LA SIGNORA CAPULET.—Fi! fi! êtes-vous fou?

JULIETTE.—Mon bon père, je vous en conjure à genoux; écoutez-moi avec patience, seulement un mot.

CAPULET.—Va te faire pendre, petite drôlesse, désobéissante coquine. Je te le répète: ou rends-toi à l'église jeudi, ou ne me regarde jamais en face. Pas un mot, pas une réponse, pas une réplique. Les doigts me démangent....—Eh bien! ma femme, nous nous tenions à peine pour heureux parce que Dieu ne nous avait donné que cette unique enfant: maintenant je vois que c'est encore trop d'un, et que nous avons reçu en elle une malédiction.—Qu'elle s'en aille, la malheureuse!

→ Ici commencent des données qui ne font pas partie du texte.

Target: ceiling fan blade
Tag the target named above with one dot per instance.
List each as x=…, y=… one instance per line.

LA NOURRICE.—Que le Dieu du ciel la bénisse! vous avez tort, seigneur, de la maltraiter ainsi.

CAPULET.—Et pourquoi, madame la Sagesse? Tenez votre langue, mère Prudence, allez bavarder avec vos commères.

LA NOURRICE.—Je ne fais pas un crime en parlant.

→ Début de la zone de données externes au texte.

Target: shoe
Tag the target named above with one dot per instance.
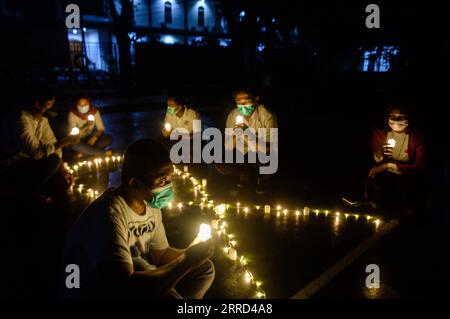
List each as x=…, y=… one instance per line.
x=243, y=181
x=261, y=185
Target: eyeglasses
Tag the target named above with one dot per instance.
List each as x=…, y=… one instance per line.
x=398, y=118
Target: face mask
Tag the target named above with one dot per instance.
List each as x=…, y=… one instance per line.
x=398, y=126
x=162, y=196
x=171, y=110
x=83, y=109
x=246, y=110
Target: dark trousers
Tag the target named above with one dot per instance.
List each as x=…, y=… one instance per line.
x=98, y=149
x=29, y=175
x=391, y=191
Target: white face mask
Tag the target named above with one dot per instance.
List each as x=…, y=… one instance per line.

CAPULET.—Oh! que Dieu nous soit en aide!

LA NOURRICE.—Est-ce qu'on ne peut pas parler?

CAPULET.—Taisez-vous, sotte bougonneuse; allez débiter vos maximes sur la tasse de votre commère; nous n'en avons que faire ici.

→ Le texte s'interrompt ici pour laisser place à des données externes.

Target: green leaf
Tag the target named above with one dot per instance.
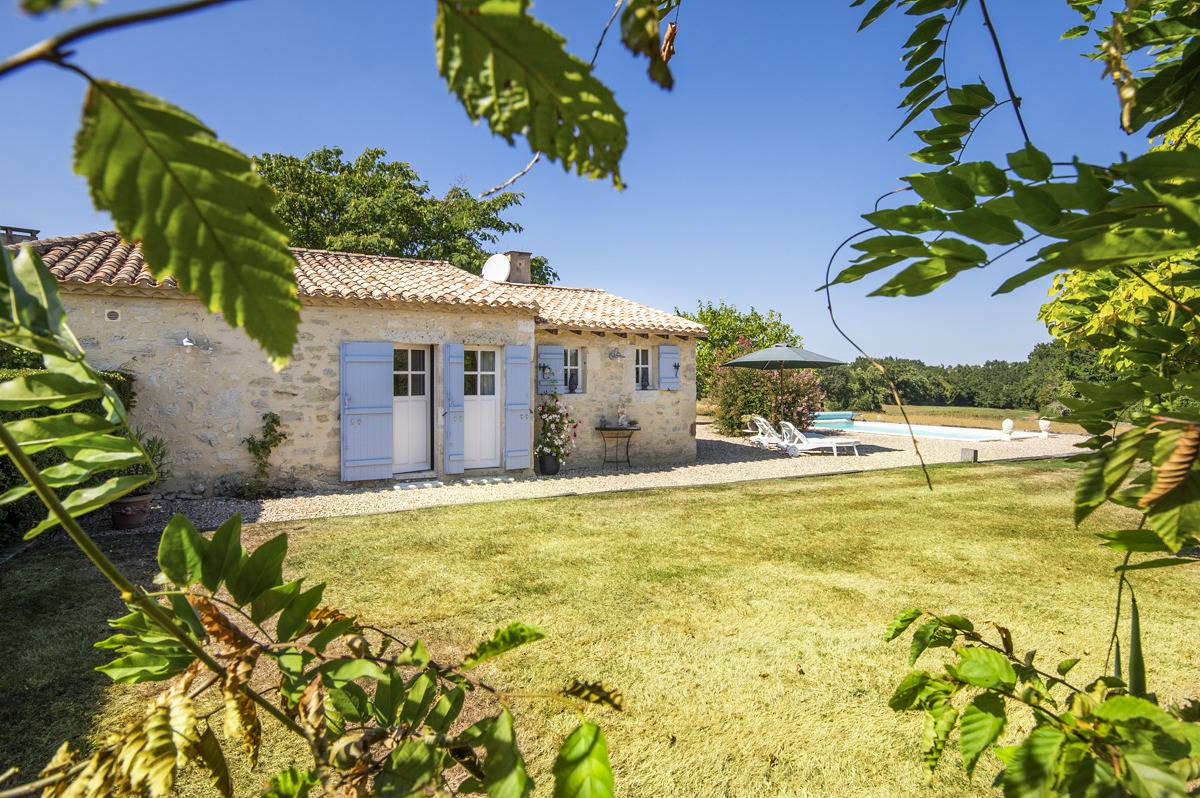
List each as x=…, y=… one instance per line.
x=1107, y=471
x=504, y=771
x=514, y=72
x=1137, y=660
x=261, y=571
x=295, y=616
x=985, y=226
x=504, y=640
x=907, y=693
x=421, y=694
x=389, y=695
x=1066, y=665
x=40, y=433
x=1037, y=207
x=211, y=756
x=984, y=667
x=143, y=666
x=582, y=769
x=930, y=634
x=409, y=768
x=939, y=724
x=273, y=600
x=985, y=179
x=45, y=389
x=1033, y=765
x=1031, y=163
x=181, y=552
x=292, y=784
x=923, y=276
x=910, y=219
x=900, y=623
x=223, y=556
x=445, y=711
x=875, y=12
x=983, y=723
x=201, y=213
x=87, y=499
x=942, y=190
x=346, y=669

LA SIGNORA CAPULET.—Vous êtes trop vif.

CAPULET.—Paix de Dieu! j'en deviendrai fou: le jour, la nuit, le matin, le soir, chez moi ou dehors, seul ou en compagnie, dormant ou veillant, j'ai toujours pensé à la marier! et aujourd'hui, après l'avoir pourvue d'un gentilhomme de famille princière, ayant de beaux domaines, qui est jeune, de belles manières, regorgeant, comme on dit, des qualités les plus avantageuses, fait en tout à plaisir, il faut qu'une malheureuse petite sotte de pleurnicheuse, une poupée gémissante, vienne, à cette bonne fortune qui lui arrive, vous répondre: Je ne ne veux pas me marier;... je ne peux aimer;... je suis trop jeune;... je suis trop jeune, pardonnez-moi....—Mais si vous ne voulez pas vous marier, je vous pardonnerai: allez paître où vous voudrez; vous n'habiterez toujours pas avec moi. Faites attention à ce que je vous dis; songez-y bien; je n'ai pas l'habitude de plaisanter; jeudi est près, mettez la main sur votre coeur; avisez-y. Si vous êtes ma fille, je vous donnerai à mon ami. Si tu ne l'es pas, va te faire pendre, mendier, périr de faim, mourir dans les rues; car, sur mon âme, jamais je ne te reconnaîtrai, jamais rien de ce qui m'appartient ne te fera du bien. Comptez là-dessus; faites vos réflexions, car je vous tiendrai parole.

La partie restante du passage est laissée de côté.